In her New Republic article, “Do Democrats Really Need a Message?, Elizabeth Drew explains “How a fixation on messaging could harm Democrats as they head into the 2018 midterms.”
“The lamentations on the part of numerous political observers that the Democrats lack “a message” are becoming more frequent with the advent of the midterm elections,” Drew writes. “But they don’t comport with reality, even though many Democrats also express the same worry.”
Drew argues that “message discipline isn’t particularly characteristic of the Democrats, as opposed to the Republicans, who are more homogeneous and hierarchical.” She cites the “ideological and regional differences within the Democratic Party, ranging from the very liberal left to centrists” and the recent example of the “split among the Senate Democrats over immigration strategy.” Further, adds Drew,
It’s a lot easier to convey party cohesion in a presidential election year, when there exist an actual head of the party and a platform. (An exception to this general point is Newt Gingrich’s poll-tested “Contract with America,” which served as a party doctrine for the House Republicans in 1994.) But even when the Democrats have a presidential candidate there are limits to their cohesion. Ours isn’t a parliamentary system where voting is largely done along party lines, as is the voting of the members once they’re elected. Our elections are more based on the individual candidates than on their party identity. Indeed a candidate’s biography could well be his or her platform—the message. It could be some kind of an outstanding record: heroic military service or athletic achievement or a famous prosecutorial career, and this can matter a lot more than party identity.

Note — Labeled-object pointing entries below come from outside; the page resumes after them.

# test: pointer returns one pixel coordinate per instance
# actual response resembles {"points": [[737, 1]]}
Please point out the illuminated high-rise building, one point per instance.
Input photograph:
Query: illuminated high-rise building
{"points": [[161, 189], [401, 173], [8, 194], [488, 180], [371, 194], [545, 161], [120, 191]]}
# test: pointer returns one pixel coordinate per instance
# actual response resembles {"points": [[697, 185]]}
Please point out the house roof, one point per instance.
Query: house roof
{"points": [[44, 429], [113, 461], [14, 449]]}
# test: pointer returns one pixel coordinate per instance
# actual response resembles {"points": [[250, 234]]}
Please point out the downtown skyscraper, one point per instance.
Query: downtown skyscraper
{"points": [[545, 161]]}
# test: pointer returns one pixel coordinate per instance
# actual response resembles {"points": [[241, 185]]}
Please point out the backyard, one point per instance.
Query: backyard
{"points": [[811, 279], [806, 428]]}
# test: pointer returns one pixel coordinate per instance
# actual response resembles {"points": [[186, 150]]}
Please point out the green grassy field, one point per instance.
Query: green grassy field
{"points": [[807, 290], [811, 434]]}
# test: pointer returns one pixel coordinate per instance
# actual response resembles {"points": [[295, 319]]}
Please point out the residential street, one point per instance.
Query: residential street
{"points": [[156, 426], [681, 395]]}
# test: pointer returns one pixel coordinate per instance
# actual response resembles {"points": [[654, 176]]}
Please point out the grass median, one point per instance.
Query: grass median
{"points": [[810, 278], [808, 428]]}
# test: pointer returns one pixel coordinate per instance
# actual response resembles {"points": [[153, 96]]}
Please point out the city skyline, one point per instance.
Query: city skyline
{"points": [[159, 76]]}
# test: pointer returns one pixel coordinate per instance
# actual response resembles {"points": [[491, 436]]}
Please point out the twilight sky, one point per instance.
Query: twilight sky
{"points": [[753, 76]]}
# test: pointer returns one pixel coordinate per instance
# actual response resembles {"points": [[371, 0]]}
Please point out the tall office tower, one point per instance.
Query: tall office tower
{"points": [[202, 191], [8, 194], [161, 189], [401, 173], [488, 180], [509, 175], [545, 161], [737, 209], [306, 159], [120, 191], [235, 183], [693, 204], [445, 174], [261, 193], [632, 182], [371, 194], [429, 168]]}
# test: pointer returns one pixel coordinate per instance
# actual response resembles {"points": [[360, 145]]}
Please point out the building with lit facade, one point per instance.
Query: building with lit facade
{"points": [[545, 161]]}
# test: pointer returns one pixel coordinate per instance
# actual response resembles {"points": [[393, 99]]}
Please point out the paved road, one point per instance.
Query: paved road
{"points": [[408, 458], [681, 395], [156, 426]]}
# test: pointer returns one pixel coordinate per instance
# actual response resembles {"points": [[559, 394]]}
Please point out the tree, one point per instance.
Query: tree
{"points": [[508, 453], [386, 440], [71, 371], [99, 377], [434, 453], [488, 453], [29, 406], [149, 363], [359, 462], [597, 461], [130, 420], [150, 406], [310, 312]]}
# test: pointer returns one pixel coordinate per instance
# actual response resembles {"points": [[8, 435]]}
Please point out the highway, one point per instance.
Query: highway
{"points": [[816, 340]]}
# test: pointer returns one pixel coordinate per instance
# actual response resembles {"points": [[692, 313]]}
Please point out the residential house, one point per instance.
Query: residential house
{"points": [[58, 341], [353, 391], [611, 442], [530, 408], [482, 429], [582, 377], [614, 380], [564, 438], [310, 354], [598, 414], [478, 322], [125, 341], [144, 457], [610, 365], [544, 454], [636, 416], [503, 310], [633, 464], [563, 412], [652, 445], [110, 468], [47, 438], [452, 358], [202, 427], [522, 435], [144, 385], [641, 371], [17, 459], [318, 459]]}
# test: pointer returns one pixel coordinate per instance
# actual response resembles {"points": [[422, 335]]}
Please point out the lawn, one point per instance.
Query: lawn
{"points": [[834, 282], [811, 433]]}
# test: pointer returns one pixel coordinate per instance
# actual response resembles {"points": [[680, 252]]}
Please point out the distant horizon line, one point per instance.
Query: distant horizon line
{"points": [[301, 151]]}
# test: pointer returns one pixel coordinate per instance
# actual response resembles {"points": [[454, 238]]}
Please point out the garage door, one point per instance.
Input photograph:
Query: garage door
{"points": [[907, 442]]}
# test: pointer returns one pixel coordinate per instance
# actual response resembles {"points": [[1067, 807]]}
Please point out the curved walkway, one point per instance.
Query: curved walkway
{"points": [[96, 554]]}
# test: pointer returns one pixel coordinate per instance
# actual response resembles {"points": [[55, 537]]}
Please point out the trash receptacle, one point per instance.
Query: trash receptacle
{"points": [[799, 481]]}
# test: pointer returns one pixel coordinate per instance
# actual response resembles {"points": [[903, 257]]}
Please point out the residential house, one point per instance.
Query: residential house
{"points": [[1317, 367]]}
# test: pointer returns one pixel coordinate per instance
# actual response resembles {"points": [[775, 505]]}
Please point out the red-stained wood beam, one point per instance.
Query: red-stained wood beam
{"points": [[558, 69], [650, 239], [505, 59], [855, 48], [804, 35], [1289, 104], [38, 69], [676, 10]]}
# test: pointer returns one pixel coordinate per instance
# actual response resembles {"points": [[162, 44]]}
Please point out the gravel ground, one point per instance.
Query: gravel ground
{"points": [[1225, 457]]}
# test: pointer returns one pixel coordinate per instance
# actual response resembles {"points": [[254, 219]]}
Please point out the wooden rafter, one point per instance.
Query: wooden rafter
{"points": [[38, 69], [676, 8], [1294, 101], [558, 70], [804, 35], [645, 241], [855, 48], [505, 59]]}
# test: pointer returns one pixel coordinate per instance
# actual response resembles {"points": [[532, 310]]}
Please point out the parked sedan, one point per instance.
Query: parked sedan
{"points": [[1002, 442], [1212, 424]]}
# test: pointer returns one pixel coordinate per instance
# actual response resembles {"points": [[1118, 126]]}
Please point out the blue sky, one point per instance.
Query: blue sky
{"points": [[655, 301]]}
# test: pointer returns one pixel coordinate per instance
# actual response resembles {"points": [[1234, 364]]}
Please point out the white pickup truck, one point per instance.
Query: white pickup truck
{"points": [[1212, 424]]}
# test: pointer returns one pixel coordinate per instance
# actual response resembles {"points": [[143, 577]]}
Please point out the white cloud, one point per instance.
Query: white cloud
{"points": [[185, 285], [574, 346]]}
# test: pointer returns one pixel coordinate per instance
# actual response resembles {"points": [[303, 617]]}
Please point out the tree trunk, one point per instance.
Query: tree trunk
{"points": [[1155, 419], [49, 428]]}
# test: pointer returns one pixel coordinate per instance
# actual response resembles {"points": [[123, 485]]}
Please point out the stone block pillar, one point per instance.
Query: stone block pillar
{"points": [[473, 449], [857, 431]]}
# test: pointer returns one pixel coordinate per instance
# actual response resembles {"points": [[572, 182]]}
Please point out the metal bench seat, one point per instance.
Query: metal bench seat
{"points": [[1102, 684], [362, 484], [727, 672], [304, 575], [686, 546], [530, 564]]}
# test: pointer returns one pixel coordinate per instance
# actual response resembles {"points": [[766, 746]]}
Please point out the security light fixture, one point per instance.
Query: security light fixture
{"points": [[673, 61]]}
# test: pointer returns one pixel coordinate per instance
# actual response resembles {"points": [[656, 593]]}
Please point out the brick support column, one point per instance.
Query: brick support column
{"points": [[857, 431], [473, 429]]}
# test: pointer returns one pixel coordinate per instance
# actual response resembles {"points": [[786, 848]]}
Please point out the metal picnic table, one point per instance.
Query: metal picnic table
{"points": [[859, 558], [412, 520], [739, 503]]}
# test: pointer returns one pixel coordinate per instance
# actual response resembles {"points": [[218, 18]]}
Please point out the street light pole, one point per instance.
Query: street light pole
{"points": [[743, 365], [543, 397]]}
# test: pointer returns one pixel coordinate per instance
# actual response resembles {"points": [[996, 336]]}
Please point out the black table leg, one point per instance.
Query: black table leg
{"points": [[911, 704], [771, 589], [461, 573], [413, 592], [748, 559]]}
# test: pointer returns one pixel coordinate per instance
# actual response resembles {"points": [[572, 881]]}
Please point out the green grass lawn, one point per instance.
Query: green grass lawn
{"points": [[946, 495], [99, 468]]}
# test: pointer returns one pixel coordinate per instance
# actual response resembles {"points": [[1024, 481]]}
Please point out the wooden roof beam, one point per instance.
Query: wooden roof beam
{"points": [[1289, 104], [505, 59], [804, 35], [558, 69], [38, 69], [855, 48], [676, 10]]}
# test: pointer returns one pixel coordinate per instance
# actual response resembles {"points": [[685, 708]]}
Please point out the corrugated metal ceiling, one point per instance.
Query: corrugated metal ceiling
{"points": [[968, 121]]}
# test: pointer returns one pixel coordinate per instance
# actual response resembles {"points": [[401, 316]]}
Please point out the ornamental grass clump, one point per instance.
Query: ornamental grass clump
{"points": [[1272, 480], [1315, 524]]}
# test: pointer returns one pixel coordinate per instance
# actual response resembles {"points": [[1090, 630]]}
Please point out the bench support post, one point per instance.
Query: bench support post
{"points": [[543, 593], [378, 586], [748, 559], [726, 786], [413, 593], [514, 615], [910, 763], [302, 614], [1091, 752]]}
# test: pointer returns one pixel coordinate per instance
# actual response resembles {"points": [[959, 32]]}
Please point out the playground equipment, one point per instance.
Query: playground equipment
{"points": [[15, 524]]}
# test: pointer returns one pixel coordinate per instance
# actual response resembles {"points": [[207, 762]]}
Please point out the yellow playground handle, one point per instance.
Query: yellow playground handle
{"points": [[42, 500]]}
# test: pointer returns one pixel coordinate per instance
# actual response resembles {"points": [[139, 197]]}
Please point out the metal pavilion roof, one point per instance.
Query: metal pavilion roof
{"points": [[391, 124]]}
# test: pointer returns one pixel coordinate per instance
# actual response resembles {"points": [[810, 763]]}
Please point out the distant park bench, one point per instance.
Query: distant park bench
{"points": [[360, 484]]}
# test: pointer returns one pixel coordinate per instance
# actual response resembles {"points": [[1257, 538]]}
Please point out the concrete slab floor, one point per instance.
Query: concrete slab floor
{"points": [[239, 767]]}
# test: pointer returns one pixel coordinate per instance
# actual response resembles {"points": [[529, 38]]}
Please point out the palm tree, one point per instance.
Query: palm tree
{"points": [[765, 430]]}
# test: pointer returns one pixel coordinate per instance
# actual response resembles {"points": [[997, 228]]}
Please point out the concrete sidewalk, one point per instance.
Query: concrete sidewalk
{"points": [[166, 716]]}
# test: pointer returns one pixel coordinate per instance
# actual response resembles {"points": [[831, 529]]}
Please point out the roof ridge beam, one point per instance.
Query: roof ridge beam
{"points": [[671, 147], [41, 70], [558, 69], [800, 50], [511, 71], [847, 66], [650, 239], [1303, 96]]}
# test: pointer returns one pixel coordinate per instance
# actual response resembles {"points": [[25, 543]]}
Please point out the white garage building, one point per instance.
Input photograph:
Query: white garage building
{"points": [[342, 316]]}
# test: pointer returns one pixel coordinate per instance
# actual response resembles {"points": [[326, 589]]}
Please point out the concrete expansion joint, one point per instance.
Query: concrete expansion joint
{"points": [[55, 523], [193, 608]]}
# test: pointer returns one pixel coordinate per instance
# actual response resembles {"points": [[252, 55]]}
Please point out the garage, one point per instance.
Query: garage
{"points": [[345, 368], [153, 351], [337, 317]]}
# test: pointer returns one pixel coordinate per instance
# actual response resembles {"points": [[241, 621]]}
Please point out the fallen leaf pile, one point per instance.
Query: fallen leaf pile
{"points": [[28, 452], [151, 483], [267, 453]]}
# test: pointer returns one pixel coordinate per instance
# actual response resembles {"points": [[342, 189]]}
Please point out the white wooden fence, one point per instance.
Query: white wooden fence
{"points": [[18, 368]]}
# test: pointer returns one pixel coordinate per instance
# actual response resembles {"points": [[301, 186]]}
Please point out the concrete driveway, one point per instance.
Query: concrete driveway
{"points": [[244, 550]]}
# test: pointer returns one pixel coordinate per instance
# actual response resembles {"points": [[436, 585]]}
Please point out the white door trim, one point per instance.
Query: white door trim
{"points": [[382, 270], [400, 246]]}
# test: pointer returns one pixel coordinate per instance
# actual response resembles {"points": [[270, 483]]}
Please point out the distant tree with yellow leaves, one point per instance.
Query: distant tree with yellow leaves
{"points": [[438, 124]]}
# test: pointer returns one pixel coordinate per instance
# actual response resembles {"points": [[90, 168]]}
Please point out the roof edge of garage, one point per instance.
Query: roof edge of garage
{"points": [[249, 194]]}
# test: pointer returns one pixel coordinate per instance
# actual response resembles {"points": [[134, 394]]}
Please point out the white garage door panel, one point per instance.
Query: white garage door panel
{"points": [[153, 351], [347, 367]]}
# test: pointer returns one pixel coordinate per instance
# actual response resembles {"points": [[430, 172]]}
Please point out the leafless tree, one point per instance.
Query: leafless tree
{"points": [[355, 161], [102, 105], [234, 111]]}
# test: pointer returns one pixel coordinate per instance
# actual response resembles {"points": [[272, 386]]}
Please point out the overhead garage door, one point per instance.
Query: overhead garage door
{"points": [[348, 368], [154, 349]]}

Drew argues that “one positive effect of the lack of a “message” is that it allows a candidate to define his or her own race and to come off as authentic rather than as a party tool,” which is a gift to Republicans, who “specialize in portraying Democratic candidates as instruments of a party leader who can be stereotyped.”
Drew quotes Sen. Sheldon Whitehouse (D-RI), “one of the more authentic figures on Capitol Hill,” who says,
Messaging has become a crutch; it’s like a narcotic. You can bring in your pollster, you can strategize until you’re blue in the face; and you’re inauthentic. You’re placating the public rather than leading. I think the people know the difference…Once you get addicted to the drug, you put your polling ahead of your performance.
“He believes,” Drew writes, “that too often Democrats have walked away from a fight for fear of upsetting some important figure, or don’t want to take on a battle unless they’re sure that they’ll win it. Whitehouse believes that the message comes from taking action, from fighting the good fight, rather than sitting through hours of meetings, studying charts and graphs about the public’s views.”
Drew’s observations about authenticity of individual candidates being more important than some sort of group message makes sense for Democrats, who can leverage their greater message flexibility to win more elections, if they do so boldly and authentically, without straining to conform to a nonexistant group mind. Let the Republicans parrot their meme du jour, which has its advantages in steering media coverage of politics. But if Democratic candidates come off as less regimented than their adversaries and more ‘real,’ that could be an advantage in many races, particularly with voters who distrust rigid ideologues.
The Democratic party does have to “stand for something.” But that’s not the same thing as everyone being in synch on a particular message. Dems should coalesce around the idea that they are the party of working people of all races and give each of their candidates the latitude they need to affirm that image. When that is accomplished, Republican message discipline won’t make much difference.